Pod koniec grudnia firma Safege / SUEZ Consulting miała na zlecenie miasta złożyć raport, na który od dawna czekają aktywiści, zwykli mieszkańcy i deweloperzy. Miała w nim określić, skąd powinna pochodzić woda zasilająca Jeziorko Czerniakowskie, największy naturalny zbiornik wodny w Warszawie. Raport złożyła, ale ratusz go przyjął tylko w części. Najważniejszą część zakwestionował, a całą umowę z wykonawcą rozwiązał.
Pierwsze sygnały
Pierwszy sygnał o tym, że coś dziwnego dzieje się z raportem, odebraliśmy ponad miesiąc temu, w połowie grudnia ubiegłego roku. Zapytaliśmy wtedy jego wykonawcę, polski oddział francuskiej firmy Safege / SUEZ Consulting, na jakim etapie znajduje się "Koncepcja zagospodarowania i odprowadzenia wód opadowych i roztopowych dla obszaru Łuku Siekierkowskiego, ze szczególnym uwzględnieniem źródeł i sposobu zasilania w wodę akwenu rezerwatu przyrody „Jeziorko Czerniakowskie” (to oficjalna nazwa raportu).
Mikołaj Nowak z biura prasowego Safege uchylił się wtedy od odpowiedzi, sugerując kontakt bezpośrednio z inwestorem. Biuro Architektury i Planowania Przestrzennego w stołecznym ratuszu, zleceniodawca raportu, stwierdziło, że „opracowanie nie zostało jeszcze ukończone” i że wykonawca „jest w trakcie realizacji umowy”. Było to o tyle dziwne, że wyznaczony w umowie termin dostarczenia raportu i naniesienia poprawek (2 tygodnie na „ustosunkowanie się Wykonawcy do zgłoszonych uwag i przyjęcie przez zamawiającego całości opracowania”) minął po 19 miesiącach, w połowie grudnia, czyli dokładnie w czasie, w którym kontaktowaliśmy się z ratuszem.
Urzędnicy tłumaczyli, że poślizg nie jest niczym nadzwyczajnym. - Termin realizacji umowy przypada na połowę grudnia 2023 – przyznał Artur Szklarczyk z wydziału prasowego miasta. - Jednakże wykonawcy w ramach umowy przysługuje możliwość poprawy lub zmiany dokumentu, która zwyczajowo jest uwzględniana w ramach ostatecznego odbioru przedmiotu zamówienia. Czas ten obejmuje do kilku tygodni – mówił przedstawiciel ratusza. Wskazał też nowy termin: - W związku z powyższym wszelkie ostateczne ustalenia w zakresie przedmiotowego opracowania będą mogły być udostępnione nie wcześniej niż w drugiej połowie stycznia przyszłego roku.
Wybucha bomba
Bomba wybuchła, gdy na początku stycznia jeden z deweloperów, starających się o budowę osiedla mieszkaniowego na polach przy Jeziorku Czerniakowskim, poinformował nas, że po dwóch latach starań o pozwolenie na budowę właśnie natrafił na kolejną przeszkodę. - W ostatnich dniach, jak wynika z ustnej informacji uzyskanej w Biurze Architektury i Planowania Przestrzennego, wykonawca przetargu dostał pismo rozwiązujące umowę – mówi Aleksandra Wołodźko, prezes Greenfields, firmy doradczej działającej na zlecenie właścicieli nieruchomości, w tym przypadku spółki Apricot.
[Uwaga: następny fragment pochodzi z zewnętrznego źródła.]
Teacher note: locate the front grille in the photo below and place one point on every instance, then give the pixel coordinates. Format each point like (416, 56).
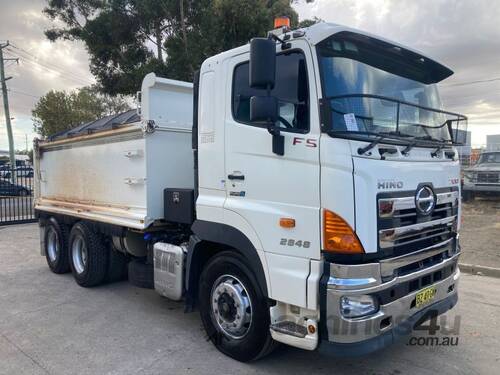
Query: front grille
(401, 229)
(487, 177)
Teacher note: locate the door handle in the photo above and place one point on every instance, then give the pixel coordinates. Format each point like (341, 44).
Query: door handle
(236, 177)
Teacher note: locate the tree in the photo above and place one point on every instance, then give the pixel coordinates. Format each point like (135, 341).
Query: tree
(57, 111)
(126, 39)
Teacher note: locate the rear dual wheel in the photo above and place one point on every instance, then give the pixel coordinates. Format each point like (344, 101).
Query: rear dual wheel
(56, 246)
(87, 255)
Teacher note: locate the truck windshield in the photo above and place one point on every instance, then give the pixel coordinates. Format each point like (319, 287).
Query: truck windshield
(489, 158)
(374, 88)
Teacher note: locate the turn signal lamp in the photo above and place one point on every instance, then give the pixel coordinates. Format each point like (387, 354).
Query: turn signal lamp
(338, 236)
(281, 22)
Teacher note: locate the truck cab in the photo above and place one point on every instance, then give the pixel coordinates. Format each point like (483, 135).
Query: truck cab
(354, 216)
(313, 201)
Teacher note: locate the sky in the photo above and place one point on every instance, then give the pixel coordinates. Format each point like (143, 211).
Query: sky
(462, 34)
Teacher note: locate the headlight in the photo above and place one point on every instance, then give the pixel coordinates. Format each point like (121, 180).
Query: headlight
(469, 176)
(357, 306)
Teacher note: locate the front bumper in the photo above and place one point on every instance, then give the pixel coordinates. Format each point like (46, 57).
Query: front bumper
(397, 312)
(388, 337)
(479, 187)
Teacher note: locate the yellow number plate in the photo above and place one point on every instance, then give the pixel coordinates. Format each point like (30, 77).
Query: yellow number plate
(425, 296)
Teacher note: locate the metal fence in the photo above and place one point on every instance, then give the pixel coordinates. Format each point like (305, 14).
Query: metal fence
(16, 195)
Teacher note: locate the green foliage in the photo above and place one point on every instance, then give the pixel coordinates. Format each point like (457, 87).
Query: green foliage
(126, 39)
(58, 110)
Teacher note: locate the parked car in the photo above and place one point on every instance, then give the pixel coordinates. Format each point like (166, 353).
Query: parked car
(484, 177)
(24, 172)
(8, 188)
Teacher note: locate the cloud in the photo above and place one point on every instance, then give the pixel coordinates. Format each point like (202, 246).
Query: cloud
(43, 65)
(461, 34)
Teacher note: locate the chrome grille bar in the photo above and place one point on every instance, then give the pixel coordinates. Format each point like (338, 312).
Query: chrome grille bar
(408, 203)
(389, 237)
(387, 266)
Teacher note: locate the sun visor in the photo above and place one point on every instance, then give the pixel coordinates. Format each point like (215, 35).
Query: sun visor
(385, 56)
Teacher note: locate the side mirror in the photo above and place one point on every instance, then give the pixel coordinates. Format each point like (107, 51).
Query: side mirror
(262, 73)
(264, 109)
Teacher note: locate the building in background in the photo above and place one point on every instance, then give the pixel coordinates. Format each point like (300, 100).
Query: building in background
(20, 159)
(465, 151)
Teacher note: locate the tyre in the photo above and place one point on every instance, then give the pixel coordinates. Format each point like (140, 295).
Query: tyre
(141, 274)
(87, 255)
(233, 308)
(117, 266)
(56, 246)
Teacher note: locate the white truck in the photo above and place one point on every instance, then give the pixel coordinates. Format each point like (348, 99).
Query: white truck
(305, 189)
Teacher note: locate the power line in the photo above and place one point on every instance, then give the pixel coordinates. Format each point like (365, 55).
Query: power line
(24, 93)
(52, 65)
(53, 71)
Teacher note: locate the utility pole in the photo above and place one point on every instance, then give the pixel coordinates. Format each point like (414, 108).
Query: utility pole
(3, 79)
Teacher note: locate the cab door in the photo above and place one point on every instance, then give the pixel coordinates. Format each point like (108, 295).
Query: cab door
(262, 187)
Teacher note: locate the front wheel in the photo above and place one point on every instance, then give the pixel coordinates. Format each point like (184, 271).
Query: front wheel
(233, 308)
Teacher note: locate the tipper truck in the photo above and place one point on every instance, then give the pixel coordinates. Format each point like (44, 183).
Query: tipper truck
(304, 189)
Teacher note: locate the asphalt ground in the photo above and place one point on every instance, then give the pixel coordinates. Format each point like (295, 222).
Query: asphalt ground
(50, 325)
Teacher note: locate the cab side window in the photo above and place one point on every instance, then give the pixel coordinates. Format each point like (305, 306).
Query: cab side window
(291, 90)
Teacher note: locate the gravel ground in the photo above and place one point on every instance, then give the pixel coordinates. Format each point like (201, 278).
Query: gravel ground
(480, 232)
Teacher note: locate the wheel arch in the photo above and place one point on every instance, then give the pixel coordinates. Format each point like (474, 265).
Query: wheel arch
(210, 238)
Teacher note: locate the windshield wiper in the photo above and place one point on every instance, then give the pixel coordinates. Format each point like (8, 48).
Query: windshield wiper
(363, 150)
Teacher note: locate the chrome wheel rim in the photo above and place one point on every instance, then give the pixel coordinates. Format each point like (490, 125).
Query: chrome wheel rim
(79, 254)
(52, 244)
(231, 306)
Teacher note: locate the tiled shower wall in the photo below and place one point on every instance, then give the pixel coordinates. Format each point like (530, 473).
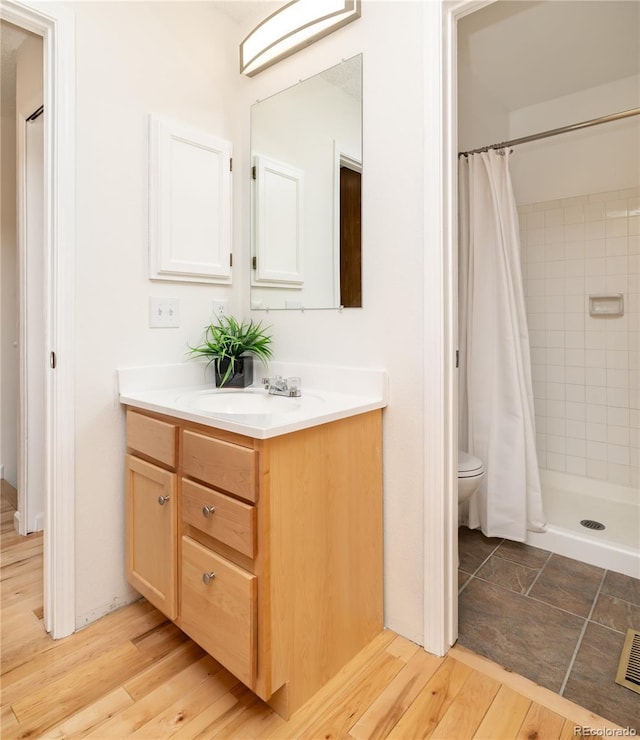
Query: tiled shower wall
(586, 370)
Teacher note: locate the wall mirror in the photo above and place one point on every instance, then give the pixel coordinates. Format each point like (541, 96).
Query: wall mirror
(306, 152)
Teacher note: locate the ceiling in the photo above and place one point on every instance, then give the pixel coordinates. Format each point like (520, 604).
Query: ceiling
(526, 52)
(245, 11)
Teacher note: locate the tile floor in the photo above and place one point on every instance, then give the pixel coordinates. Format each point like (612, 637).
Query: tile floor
(557, 621)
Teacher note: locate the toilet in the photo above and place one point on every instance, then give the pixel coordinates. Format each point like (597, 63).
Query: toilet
(470, 476)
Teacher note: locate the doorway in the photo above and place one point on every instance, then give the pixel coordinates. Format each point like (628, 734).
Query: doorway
(56, 28)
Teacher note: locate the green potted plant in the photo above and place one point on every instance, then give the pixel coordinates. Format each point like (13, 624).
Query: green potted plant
(231, 345)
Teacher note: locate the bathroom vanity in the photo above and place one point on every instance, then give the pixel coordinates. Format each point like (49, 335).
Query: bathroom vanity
(266, 552)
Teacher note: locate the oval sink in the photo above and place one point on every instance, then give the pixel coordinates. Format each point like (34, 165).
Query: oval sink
(243, 403)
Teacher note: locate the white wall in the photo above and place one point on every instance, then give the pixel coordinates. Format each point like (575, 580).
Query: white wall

- Wykonawca nie wywiązał się w pełni z zakresu trzeciego etapu opracowania, dlatego musieliśmy podjąć decyzję o wypowiedzeniu umowy – potwierdza po tygodniu Artur Szklarczyk z ratusza. Nie tłumaczy jednak, jaki był powód niewywiązania się z umowy.
Ten wyjawia nam przedstawiciel dewelopera. - Było to spowodowane niewprowadzeniem poprawek do złożonej dokumentacji, na które wskazało Biuro – mówi Aleksandra Wołodźko z Greenfields.
Faktycznie, taka sytuacja stanowi formalny powód do rozwiązania umowy. Mowa o tym w paragrafie 13 umowy. Czytamy tam, że „w przypadku powtórnego, pisemnego wezwania do wykonania poprawek, we wskazanym przez Zamawiającego terminie i niewywiązania się przez Wykonawcę z obowiązku ich wprowadzenia, w danym etapie realizacji umowy, Zamawiający ma prawo do odstąpienia od umowy.”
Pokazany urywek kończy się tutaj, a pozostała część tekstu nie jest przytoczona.